Timon Gehr via Digitalmars-d digitalmars-d at puremagic.com
Fri Feb 5 14:58:39 PST 2016


On 02/05/2016 10:42 PM, Xinok wrote:
> On Friday, 5 February 2016 at 15:13:56 UTC, tn wrote:
>> On Thursday, 4 February 2016 at 20:30:57 UTC, Timon Gehr wrote:
>>> At most 6 comparisons, <=3 swaps, idempotent (optimal number of swaps):
>>>
>>> ...
>>>
>>
>> Inspired by this, I made four other versions of the function that are
>> shorter but make more swaps (at most 4, 6, 7 and 8 swaps
>> respectively). Each makes 6 comparisons and should be idempotent.
>>
>> http://dpaste.dzfl.pl/1c53d8f432f7
>>
>> ...
>
> Very nice! I'm curious, to both you and Timon, how did you go about
> writing these and coming up with the solutions? I'm not sure if I could
> come up with these results myself and so quickly at that.

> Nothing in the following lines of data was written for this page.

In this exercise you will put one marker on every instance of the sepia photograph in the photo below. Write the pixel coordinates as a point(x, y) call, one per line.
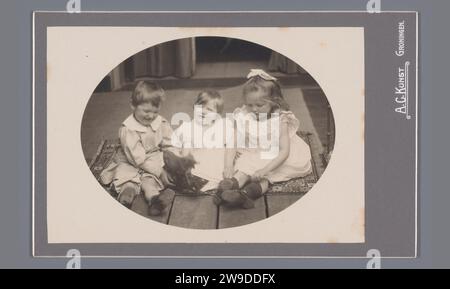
point(207, 132)
point(203, 135)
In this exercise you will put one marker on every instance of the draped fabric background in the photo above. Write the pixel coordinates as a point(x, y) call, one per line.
point(281, 63)
point(175, 58)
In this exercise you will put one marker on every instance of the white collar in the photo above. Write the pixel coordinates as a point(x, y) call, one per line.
point(133, 124)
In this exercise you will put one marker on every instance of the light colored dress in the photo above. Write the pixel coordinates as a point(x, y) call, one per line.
point(298, 163)
point(207, 148)
point(140, 154)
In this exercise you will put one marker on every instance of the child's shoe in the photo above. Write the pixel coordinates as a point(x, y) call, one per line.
point(237, 198)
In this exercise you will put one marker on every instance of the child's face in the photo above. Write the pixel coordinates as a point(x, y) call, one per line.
point(145, 113)
point(256, 103)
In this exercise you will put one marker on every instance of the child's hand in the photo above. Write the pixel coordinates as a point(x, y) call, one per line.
point(228, 172)
point(258, 175)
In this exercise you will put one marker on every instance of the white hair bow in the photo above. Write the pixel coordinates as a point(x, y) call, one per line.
point(261, 73)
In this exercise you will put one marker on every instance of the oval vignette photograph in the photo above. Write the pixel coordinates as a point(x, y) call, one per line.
point(207, 133)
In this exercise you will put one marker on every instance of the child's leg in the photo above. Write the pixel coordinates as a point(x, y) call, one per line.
point(128, 191)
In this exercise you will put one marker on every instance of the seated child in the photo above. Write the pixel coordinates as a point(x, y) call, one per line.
point(248, 174)
point(204, 138)
point(138, 164)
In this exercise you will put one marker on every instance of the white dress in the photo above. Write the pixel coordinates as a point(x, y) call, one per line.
point(298, 163)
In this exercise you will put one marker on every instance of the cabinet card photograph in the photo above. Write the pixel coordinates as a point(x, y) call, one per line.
point(224, 134)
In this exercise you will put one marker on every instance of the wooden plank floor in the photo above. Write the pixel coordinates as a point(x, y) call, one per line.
point(199, 212)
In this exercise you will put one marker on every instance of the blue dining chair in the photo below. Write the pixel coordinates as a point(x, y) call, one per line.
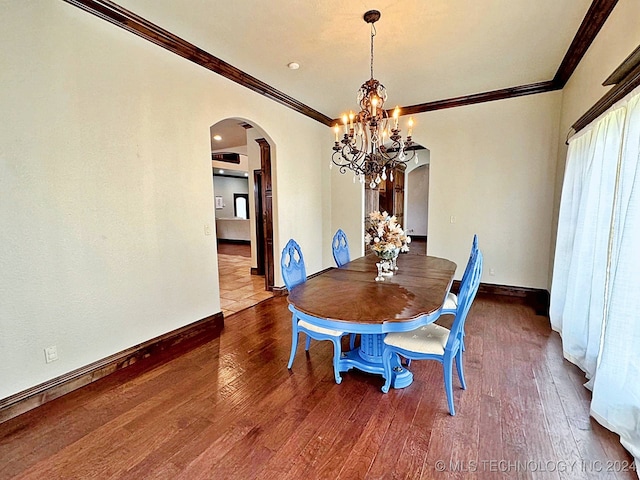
point(451, 302)
point(340, 248)
point(293, 274)
point(434, 342)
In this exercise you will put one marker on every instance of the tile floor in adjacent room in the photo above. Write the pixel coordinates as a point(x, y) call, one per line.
point(238, 288)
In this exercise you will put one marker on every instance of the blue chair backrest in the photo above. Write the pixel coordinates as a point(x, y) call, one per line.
point(468, 290)
point(340, 248)
point(474, 249)
point(292, 265)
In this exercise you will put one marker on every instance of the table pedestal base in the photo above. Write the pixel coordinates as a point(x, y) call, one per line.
point(368, 358)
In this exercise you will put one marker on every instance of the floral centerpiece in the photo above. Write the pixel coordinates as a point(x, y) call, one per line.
point(386, 239)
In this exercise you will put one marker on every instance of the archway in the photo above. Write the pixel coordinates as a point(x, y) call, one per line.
point(417, 199)
point(241, 166)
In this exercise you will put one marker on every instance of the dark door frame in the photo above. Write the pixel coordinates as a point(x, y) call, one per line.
point(257, 196)
point(267, 212)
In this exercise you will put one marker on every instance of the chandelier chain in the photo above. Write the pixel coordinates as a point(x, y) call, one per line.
point(373, 34)
point(372, 146)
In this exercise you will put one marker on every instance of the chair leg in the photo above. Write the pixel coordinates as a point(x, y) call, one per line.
point(294, 340)
point(388, 374)
point(336, 359)
point(448, 383)
point(460, 369)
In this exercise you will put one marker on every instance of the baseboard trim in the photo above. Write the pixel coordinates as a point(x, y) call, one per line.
point(536, 298)
point(233, 242)
point(38, 395)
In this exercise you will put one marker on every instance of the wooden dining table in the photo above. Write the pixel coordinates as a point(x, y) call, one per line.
point(351, 300)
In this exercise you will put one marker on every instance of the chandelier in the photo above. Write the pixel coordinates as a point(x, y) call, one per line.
point(371, 145)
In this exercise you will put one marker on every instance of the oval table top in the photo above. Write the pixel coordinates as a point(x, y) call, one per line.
point(351, 294)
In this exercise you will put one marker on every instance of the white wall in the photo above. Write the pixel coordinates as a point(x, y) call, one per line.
point(225, 187)
point(106, 188)
point(492, 167)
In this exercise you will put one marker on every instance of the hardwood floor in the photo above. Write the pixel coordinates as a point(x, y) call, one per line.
point(228, 408)
point(238, 288)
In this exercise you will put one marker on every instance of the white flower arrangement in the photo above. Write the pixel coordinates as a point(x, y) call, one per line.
point(385, 236)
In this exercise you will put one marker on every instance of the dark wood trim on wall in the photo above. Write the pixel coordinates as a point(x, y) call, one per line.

I quickly hacked together a brute-force search.
Code: http://dpaste.dzfl.pl/43503913ac1d

The search only makes sure that it works for distinct input values. 
Other input orders come for free; the verification code I have included 
checks this.

The code recursively splits the set of all permutations on 5 elements by 
all possible comparisons between two elements up to a maximal depth of 6 
comparisons, using some basic pruning. The recursion terminates if all 
permutations in the set can be partitioned using the same swaps. (I.e., 
the index of the median is fixed and there are exactly two possible 
indices for the first two elements, and exactly two possible indices for 
the last two elements.)

The partition5 function I have posted is the first result that the 
search found. The above code also supports optimizing for source code 
size (-version=SHORT). The result is not that much shorter though.